6th grade was a horrible school year for me. I got teased mercilessly by many girls for my boyish haircut and my wacky clothing that "nobody out of elementary school wore anymore." I thought that 1996 would be a very bad year...until things slowly got better for me. Summer vacation was a ton of fun. My cousin and best friend had slumber parties at my house, and this one time we got so hyped up on Surges that we literally spent all night long performing stunts jumping off of the top bunk of my futon bunk bed. We were somehow trying to be like the gymnasts on TV. I really loved watching Olympic gymnastics, and it was an awesome year to watch them in the Summer Olympics in Atlanta. I remember being at the height of happiness that whole summer, and was REALLY bummed out when 7th grade started. But thankfully, it was not to be another bad school year like I dreaded. I also got really into writing around this time. It started out as keeping mundane records of my daily adventures at school, but then turned into writing fiction. I wrote and wrote, filling up about 3 notebooks of just...stuff that was on my mind. Some were stories, some were just lists and quotes from people, and sometimes there were sketches and maps. It started out as just a way for me to feel better about myself, at least, in my imagination, if that makes any sense, but little did I know that that was a turning point in my entire life.

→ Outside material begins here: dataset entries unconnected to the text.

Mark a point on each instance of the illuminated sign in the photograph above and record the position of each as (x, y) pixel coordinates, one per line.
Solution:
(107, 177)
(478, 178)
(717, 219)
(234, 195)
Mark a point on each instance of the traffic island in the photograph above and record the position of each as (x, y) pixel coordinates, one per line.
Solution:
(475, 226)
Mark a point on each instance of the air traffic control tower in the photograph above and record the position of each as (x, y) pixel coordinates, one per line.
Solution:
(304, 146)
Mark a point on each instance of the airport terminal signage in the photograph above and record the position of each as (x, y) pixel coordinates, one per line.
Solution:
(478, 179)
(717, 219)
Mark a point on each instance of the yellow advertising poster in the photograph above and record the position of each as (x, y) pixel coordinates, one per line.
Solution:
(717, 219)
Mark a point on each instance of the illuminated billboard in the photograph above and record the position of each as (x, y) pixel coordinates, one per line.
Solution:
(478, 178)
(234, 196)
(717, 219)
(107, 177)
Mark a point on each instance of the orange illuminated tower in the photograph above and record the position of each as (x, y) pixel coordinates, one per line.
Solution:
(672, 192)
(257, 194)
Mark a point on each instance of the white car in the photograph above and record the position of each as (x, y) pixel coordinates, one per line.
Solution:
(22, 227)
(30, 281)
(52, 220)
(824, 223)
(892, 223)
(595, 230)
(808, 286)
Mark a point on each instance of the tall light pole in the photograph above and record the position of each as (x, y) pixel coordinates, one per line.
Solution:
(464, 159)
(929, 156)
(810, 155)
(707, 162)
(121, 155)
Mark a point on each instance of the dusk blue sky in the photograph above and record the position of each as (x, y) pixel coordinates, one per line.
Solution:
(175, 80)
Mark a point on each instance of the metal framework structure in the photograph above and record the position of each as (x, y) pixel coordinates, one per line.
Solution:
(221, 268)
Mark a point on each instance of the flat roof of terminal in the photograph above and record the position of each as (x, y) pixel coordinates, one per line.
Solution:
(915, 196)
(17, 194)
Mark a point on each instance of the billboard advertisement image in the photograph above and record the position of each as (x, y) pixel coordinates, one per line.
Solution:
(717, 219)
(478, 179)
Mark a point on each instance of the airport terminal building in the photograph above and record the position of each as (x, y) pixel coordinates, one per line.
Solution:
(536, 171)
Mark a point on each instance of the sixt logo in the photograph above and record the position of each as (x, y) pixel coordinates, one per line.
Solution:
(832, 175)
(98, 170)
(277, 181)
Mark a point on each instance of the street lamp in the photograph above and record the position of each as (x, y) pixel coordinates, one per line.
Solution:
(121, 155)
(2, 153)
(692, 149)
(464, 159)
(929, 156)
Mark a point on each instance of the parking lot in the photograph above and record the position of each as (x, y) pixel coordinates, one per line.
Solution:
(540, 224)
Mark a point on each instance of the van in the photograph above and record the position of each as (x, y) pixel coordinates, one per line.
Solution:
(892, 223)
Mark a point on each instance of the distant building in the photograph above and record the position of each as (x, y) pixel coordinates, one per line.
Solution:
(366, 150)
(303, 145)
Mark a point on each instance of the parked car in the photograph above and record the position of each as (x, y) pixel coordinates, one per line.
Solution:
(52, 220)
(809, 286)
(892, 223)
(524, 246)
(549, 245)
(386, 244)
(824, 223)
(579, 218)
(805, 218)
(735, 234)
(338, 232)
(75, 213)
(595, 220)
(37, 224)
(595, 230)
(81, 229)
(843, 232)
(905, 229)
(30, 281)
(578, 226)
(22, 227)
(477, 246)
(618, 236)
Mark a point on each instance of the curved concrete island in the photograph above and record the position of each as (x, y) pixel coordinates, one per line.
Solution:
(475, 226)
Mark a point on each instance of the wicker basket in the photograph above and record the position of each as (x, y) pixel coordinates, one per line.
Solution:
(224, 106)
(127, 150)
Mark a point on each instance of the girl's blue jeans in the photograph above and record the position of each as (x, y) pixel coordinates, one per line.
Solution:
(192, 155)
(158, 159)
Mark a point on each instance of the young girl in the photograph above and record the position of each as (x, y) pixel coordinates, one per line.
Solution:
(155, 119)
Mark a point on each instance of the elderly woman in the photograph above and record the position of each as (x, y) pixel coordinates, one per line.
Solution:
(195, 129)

7th grade was an awesome year because I didn't get made fun of anymore. And at least if I did, the jibes usually came from a prepubescent boy whom I'd end up literally slapping and then they became good friends with me. I had discovered this year that I felt more comfortable around guys than with girls. While most of the girls my age were trying to flirt with and hook up with them, I was too busy trying to be like them, wearing baggy shirts that were untucked, skater shoes, no style whatsoever to my then-long-and-wavy hair, and always feeling obligated to outdo them in some dumb physical stunt. I think I took it a little too far, though, because I developed quite an ego- something that came from that year that I'm not too proud of. I was too young and inexperienced to realize that it was completely unfounded at that point.
Then, the Nintendo 64 and Super Mario 64 came out later that year, and although that did nothing to help my ego, it sure put me back into an emotional high. That game has inspired so many of my short stories, it's not even funny. My imagination ran wild, mixing video games with school and mixing fantasy with reality. I always had an overwhelming feeling that each day was going to get better and better, and I always had something to look forward to. Of course, that didn't last very long past that year, but it sure was a memorable year.